UNFPA and the government are among those working on a project called Geracao Biz (Busy Generation), which provides young people with information about sexual and reproductive health issues and encourages safe behaviour. 

There are 9,000 young activists across the country who educate their age mates about sex and other social issues in schools and in the local community. 

“As peer educators, we try to show young girls they have rights and they can choose when to start to have sex and with who,” one activist, Margarida Leila, 20, said at a youth-friendly clinic in Mavalane, on the outskirts of the capital Maputo. 

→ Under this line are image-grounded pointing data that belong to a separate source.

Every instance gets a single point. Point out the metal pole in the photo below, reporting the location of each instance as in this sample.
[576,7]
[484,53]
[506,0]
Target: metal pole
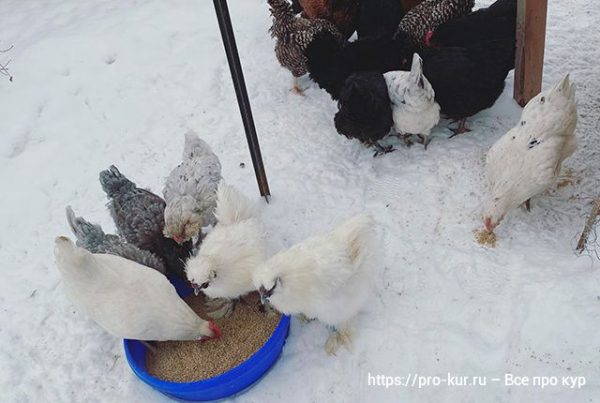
[242,95]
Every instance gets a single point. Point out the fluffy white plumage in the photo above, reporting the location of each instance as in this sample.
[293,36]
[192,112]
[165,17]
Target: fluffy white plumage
[527,160]
[224,264]
[327,277]
[190,190]
[413,101]
[125,298]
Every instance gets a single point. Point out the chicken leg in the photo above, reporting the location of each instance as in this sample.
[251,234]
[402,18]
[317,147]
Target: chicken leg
[379,149]
[338,337]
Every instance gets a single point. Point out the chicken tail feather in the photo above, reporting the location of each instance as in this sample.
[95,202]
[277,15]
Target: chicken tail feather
[114,182]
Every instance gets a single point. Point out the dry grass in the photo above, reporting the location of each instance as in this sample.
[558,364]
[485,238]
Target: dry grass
[244,333]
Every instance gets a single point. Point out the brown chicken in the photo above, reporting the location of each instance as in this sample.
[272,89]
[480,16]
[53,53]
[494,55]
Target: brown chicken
[343,13]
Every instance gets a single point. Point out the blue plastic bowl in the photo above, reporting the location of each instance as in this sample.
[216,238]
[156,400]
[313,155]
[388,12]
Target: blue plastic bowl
[221,386]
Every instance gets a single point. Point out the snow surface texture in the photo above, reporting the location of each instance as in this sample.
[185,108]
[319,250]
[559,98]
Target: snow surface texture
[102,82]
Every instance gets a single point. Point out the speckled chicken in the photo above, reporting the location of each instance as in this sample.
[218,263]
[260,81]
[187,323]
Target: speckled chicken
[139,217]
[191,191]
[293,34]
[92,238]
[527,160]
[430,14]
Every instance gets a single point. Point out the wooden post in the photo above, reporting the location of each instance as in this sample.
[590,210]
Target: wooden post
[531,38]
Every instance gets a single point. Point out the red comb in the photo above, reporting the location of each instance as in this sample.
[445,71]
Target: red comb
[215,329]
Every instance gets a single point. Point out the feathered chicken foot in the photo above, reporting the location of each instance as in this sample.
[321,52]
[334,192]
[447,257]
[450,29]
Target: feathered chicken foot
[149,346]
[303,318]
[404,137]
[296,89]
[381,149]
[220,307]
[462,127]
[338,337]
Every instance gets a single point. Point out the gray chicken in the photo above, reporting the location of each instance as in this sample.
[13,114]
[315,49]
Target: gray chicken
[139,217]
[92,238]
[191,191]
[293,34]
[428,15]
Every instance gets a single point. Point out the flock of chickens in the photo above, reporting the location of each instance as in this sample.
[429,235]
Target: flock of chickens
[414,62]
[406,69]
[121,281]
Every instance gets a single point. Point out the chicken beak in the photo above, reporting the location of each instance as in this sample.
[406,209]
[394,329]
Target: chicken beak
[487,223]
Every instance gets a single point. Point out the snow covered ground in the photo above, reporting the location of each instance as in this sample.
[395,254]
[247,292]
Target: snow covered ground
[102,82]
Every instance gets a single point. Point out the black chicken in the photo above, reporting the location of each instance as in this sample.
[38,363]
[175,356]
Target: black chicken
[378,18]
[365,111]
[495,22]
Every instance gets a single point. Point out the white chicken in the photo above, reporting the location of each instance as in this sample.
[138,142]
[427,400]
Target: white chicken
[125,298]
[326,277]
[223,267]
[414,109]
[190,191]
[527,159]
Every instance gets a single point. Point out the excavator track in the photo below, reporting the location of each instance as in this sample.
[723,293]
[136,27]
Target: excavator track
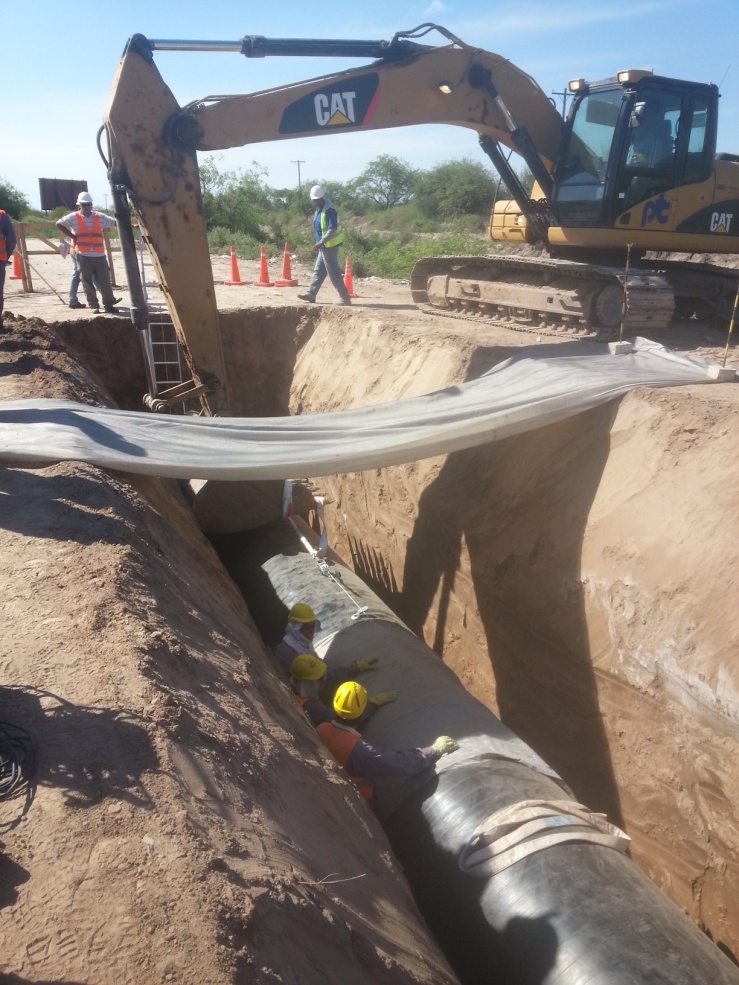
[545,296]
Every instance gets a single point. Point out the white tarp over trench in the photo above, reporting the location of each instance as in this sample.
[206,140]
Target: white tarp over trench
[538,387]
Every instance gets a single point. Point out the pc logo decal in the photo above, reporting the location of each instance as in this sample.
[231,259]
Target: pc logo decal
[341,105]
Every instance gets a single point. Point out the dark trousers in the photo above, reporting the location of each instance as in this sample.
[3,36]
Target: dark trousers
[3,268]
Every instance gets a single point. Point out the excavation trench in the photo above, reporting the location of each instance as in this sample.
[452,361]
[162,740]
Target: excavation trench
[567,576]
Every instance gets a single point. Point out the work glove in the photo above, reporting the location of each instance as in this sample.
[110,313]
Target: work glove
[366,664]
[383,698]
[444,744]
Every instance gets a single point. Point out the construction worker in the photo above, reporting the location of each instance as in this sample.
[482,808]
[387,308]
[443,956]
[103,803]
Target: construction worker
[7,245]
[364,762]
[85,229]
[328,239]
[308,677]
[302,624]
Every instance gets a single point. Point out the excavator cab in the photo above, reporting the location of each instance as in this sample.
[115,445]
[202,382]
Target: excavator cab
[629,140]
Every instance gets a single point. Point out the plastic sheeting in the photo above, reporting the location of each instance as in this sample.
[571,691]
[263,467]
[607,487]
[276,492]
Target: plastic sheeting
[538,387]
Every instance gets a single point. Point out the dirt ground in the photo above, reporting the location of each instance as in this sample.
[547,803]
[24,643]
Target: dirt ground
[185,824]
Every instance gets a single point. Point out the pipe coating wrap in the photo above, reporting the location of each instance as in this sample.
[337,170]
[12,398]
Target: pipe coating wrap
[570,914]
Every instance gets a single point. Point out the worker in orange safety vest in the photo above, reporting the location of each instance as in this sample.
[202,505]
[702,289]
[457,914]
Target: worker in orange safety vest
[7,245]
[85,228]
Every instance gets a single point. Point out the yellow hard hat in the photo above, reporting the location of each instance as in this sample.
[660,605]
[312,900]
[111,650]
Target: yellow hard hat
[306,667]
[301,612]
[350,700]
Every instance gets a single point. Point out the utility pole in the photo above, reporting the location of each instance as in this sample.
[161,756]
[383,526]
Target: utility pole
[298,164]
[565,96]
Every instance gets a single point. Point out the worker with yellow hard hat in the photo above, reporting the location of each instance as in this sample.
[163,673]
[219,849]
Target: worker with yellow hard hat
[302,623]
[362,761]
[308,674]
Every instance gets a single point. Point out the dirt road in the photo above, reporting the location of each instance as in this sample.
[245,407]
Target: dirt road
[185,824]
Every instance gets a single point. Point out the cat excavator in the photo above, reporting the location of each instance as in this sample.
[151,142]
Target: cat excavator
[631,171]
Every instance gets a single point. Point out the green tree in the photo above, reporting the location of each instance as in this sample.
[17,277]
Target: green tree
[12,201]
[387,181]
[237,201]
[456,188]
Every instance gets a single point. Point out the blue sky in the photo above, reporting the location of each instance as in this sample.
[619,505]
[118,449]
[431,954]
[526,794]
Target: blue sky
[59,60]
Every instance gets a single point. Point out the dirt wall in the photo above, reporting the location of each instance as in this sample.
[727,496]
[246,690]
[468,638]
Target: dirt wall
[184,824]
[580,580]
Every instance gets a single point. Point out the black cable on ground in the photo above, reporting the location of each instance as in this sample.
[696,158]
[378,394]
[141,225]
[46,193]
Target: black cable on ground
[17,758]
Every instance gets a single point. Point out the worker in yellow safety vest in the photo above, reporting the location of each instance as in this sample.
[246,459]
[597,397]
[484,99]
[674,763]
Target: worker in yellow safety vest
[328,240]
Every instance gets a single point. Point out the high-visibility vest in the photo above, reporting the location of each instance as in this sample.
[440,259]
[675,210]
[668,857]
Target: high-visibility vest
[3,244]
[340,740]
[338,238]
[89,240]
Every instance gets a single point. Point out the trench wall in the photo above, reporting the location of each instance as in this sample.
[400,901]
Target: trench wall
[568,577]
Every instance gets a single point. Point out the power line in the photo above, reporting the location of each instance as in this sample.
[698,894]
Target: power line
[298,164]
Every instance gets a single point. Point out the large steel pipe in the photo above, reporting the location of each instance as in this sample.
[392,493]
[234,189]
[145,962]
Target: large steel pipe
[571,914]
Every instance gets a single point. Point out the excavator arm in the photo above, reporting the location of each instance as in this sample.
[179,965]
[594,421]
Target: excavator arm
[153,144]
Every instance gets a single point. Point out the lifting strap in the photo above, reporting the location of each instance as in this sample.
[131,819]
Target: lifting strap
[520,830]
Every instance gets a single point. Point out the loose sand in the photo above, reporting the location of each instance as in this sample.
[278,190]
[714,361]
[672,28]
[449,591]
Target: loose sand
[185,824]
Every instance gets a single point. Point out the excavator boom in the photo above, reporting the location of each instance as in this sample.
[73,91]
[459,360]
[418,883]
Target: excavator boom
[153,145]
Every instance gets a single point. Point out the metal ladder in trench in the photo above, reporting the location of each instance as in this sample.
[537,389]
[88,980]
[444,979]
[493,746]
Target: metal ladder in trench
[163,344]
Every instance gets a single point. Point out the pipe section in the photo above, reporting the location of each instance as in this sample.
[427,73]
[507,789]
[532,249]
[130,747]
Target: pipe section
[571,914]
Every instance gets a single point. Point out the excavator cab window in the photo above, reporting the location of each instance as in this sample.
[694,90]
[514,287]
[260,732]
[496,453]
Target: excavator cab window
[578,196]
[670,141]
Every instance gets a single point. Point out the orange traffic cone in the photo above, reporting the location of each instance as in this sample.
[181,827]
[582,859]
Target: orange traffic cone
[264,280]
[236,280]
[348,280]
[287,279]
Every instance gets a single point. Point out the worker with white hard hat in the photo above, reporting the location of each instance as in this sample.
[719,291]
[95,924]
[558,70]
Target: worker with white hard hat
[85,228]
[328,239]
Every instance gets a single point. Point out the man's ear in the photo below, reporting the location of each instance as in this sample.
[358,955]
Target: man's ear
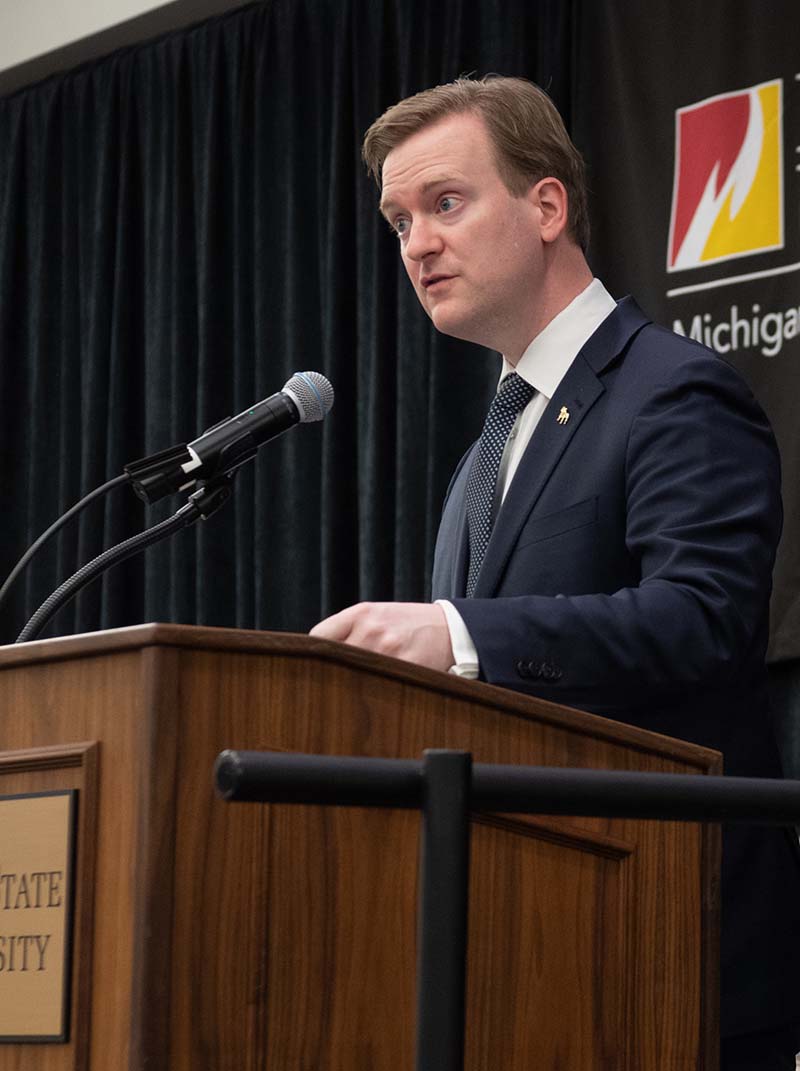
[549,198]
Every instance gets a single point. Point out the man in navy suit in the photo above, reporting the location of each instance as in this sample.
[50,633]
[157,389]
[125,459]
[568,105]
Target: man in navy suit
[635,511]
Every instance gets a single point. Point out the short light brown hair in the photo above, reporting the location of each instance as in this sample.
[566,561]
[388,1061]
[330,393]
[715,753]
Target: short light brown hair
[528,135]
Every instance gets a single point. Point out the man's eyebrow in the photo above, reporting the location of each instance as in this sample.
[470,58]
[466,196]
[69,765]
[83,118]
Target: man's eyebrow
[424,189]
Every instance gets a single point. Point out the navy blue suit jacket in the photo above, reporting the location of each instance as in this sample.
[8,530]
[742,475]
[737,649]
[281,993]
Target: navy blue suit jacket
[629,574]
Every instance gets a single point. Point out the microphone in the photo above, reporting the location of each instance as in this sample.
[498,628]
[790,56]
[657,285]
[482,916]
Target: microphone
[306,396]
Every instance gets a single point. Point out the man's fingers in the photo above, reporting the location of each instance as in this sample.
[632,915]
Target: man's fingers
[337,627]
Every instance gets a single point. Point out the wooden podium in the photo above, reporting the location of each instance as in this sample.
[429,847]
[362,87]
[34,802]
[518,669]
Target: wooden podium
[213,936]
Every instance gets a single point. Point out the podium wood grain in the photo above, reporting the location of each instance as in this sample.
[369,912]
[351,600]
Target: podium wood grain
[243,936]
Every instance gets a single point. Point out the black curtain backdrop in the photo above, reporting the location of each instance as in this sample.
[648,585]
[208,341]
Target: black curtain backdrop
[183,225]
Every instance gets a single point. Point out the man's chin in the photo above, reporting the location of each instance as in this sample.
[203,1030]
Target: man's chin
[450,322]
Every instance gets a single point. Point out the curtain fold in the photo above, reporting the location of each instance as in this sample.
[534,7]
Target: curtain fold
[182,226]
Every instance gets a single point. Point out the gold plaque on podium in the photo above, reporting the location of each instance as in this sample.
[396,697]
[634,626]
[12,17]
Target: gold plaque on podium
[36,834]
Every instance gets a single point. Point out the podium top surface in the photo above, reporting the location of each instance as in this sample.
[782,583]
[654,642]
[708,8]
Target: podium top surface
[296,645]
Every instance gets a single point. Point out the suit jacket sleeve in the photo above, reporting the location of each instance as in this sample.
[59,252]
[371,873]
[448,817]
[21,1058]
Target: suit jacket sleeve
[700,479]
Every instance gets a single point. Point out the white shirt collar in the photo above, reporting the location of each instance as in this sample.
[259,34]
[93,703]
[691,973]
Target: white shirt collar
[545,361]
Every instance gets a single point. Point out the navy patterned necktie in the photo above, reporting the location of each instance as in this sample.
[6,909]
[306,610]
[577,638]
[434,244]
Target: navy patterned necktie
[510,401]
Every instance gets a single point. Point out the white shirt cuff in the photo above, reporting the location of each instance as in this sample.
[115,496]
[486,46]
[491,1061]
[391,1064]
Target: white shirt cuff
[464,650]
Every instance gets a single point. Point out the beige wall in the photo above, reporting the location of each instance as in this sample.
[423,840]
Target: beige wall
[41,36]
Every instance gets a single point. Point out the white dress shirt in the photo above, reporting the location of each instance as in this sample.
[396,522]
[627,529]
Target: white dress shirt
[543,364]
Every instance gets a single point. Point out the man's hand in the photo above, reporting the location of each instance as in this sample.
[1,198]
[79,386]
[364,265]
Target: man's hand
[416,632]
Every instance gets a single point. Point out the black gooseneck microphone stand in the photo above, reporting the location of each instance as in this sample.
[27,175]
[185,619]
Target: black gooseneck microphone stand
[202,503]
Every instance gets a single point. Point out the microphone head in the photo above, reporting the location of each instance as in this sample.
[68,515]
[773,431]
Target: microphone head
[312,393]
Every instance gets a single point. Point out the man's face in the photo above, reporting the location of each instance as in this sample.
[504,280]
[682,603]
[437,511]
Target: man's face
[471,250]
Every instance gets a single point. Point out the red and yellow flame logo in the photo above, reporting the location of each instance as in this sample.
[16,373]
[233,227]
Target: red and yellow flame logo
[727,194]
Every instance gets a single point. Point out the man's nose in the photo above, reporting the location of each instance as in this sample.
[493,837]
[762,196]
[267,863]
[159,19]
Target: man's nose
[425,238]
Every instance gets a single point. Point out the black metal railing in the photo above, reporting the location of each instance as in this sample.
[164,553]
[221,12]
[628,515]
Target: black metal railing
[446,786]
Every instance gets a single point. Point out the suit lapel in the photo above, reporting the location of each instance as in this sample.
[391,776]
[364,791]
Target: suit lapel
[576,394]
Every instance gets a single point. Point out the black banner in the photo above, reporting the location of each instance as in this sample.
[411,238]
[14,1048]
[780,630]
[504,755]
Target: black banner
[689,116]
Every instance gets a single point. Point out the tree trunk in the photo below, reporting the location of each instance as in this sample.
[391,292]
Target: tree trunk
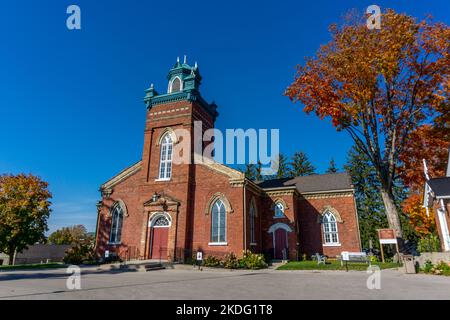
[392,212]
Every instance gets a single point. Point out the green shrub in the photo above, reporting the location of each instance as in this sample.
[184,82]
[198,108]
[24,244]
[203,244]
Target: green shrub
[211,261]
[427,267]
[80,253]
[442,268]
[252,261]
[429,243]
[231,261]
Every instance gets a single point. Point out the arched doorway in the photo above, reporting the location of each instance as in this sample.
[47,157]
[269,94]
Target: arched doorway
[159,236]
[280,240]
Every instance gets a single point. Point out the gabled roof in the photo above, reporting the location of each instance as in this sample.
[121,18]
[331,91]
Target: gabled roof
[122,176]
[312,183]
[221,168]
[440,187]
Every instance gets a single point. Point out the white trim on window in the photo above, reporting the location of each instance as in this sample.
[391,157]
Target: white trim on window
[218,223]
[279,210]
[165,158]
[330,230]
[331,245]
[217,244]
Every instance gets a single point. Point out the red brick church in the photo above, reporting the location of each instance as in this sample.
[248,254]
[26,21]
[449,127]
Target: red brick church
[159,209]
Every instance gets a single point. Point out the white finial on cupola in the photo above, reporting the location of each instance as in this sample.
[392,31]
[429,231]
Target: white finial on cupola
[425,169]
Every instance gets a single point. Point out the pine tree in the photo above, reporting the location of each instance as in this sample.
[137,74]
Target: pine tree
[301,166]
[332,168]
[283,168]
[250,171]
[371,210]
[371,213]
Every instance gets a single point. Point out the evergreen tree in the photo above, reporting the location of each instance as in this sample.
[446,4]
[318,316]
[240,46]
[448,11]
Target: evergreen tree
[283,168]
[250,171]
[332,167]
[301,166]
[370,206]
[371,213]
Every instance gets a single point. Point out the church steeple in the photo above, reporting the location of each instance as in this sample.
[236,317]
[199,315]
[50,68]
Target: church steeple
[183,77]
[183,84]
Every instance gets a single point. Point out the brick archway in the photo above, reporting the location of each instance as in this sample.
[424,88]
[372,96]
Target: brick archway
[155,208]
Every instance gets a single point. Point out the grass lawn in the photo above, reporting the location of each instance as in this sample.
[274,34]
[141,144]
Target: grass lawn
[33,266]
[333,265]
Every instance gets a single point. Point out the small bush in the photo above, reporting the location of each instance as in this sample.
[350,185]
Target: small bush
[427,267]
[211,261]
[79,253]
[429,243]
[252,261]
[231,261]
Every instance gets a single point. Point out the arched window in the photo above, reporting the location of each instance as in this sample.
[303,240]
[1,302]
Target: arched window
[116,224]
[252,223]
[218,222]
[175,85]
[161,222]
[279,210]
[330,231]
[165,164]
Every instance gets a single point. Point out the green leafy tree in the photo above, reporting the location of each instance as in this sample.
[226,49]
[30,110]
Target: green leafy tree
[301,166]
[68,235]
[24,211]
[332,167]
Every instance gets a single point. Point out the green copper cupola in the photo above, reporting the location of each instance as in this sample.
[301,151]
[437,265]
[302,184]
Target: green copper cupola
[183,77]
[183,84]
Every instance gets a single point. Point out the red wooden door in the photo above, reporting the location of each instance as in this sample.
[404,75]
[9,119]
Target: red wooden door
[280,243]
[159,243]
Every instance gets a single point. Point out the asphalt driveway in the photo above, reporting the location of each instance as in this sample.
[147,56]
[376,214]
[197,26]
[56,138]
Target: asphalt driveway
[186,283]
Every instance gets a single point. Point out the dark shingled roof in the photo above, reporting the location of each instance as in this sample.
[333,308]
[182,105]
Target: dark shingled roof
[313,183]
[440,186]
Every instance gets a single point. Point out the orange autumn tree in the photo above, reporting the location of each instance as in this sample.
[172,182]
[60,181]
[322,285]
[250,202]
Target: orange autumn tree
[24,211]
[379,86]
[429,142]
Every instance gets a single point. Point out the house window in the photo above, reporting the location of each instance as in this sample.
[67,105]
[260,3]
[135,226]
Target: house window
[218,222]
[252,223]
[165,167]
[330,231]
[279,210]
[116,224]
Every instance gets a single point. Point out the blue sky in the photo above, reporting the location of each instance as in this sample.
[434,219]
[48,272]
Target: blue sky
[71,105]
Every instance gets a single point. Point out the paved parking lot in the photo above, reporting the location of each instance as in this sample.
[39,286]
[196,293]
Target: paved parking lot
[187,283]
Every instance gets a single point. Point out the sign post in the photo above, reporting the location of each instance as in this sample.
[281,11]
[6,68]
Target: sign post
[387,236]
[199,259]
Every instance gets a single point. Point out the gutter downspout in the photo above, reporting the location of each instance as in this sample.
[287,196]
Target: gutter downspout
[357,221]
[245,216]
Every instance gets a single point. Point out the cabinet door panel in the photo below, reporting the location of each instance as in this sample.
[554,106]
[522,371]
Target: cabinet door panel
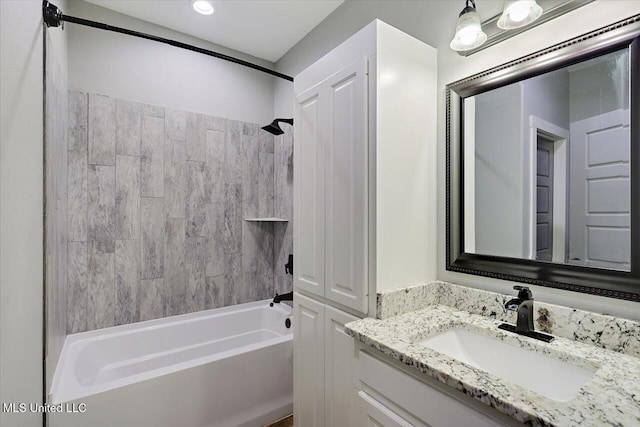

“We have early pregnancies because we don’t know how to negotiate safer sex. Women think that men are the ones who can decide in the relationship.” 

READY FOR SEX 

A girl is considered ready to start having sex as soon as she begins her periods. 

“You have the first menstruation, you go through the rites, and then from that moment you are entitled to become a mother and a wife,” said Zulmira Rodrigues, a specialist for culture with the United Nations Educational, Scientific and Cultural Organization (UNESCO). 

“If the girl is 10 years old, 12 years old and undergoes the initiation rites, she’s seen as fit to fulfil adult sexual reproductive duties.” 

Although the legal age of marriage is 18, child marriage is part of Mozambique’s traditional culture. 

“When girls turn 14, they marry and drop out of school,” Mario Paciano, the local government’s director of education, youth and technology in Mossuril, said.

The U.N. Convention on the Rights of the Child considers marriage before the age of 18 a human rights violation but most girls in Mozambique marry at 17.5 years old. 

‘SOONER THEY LEAVE, THE BETTER’ 

Poverty is one of the drivers of child marriage. 

“You can imagine in a family where there are 11 kids and their sole income is traditional fishing, the sooner they leave (home), the better, because they reduce the burden on the family,” Amancio Vilankulo, a UNFPA communications officer with UNFPA in Mozambique, said. 

But child marriage only perpetuates the cycle, trapping the girl and her children deeper into poverty, ignorance and poor health, experts say. 

In a society where there is a lot of intergenerational conflict over women's roles and aspirations, Geracao Biz provides young girls with the space and information to make their own decisions about their sexual behaviour. 

“We talk with young people about getting education and what kind of changes you can make if you go to school,” Nandja of UNFPA, said. 

“We talk about the kind of women you want to be.”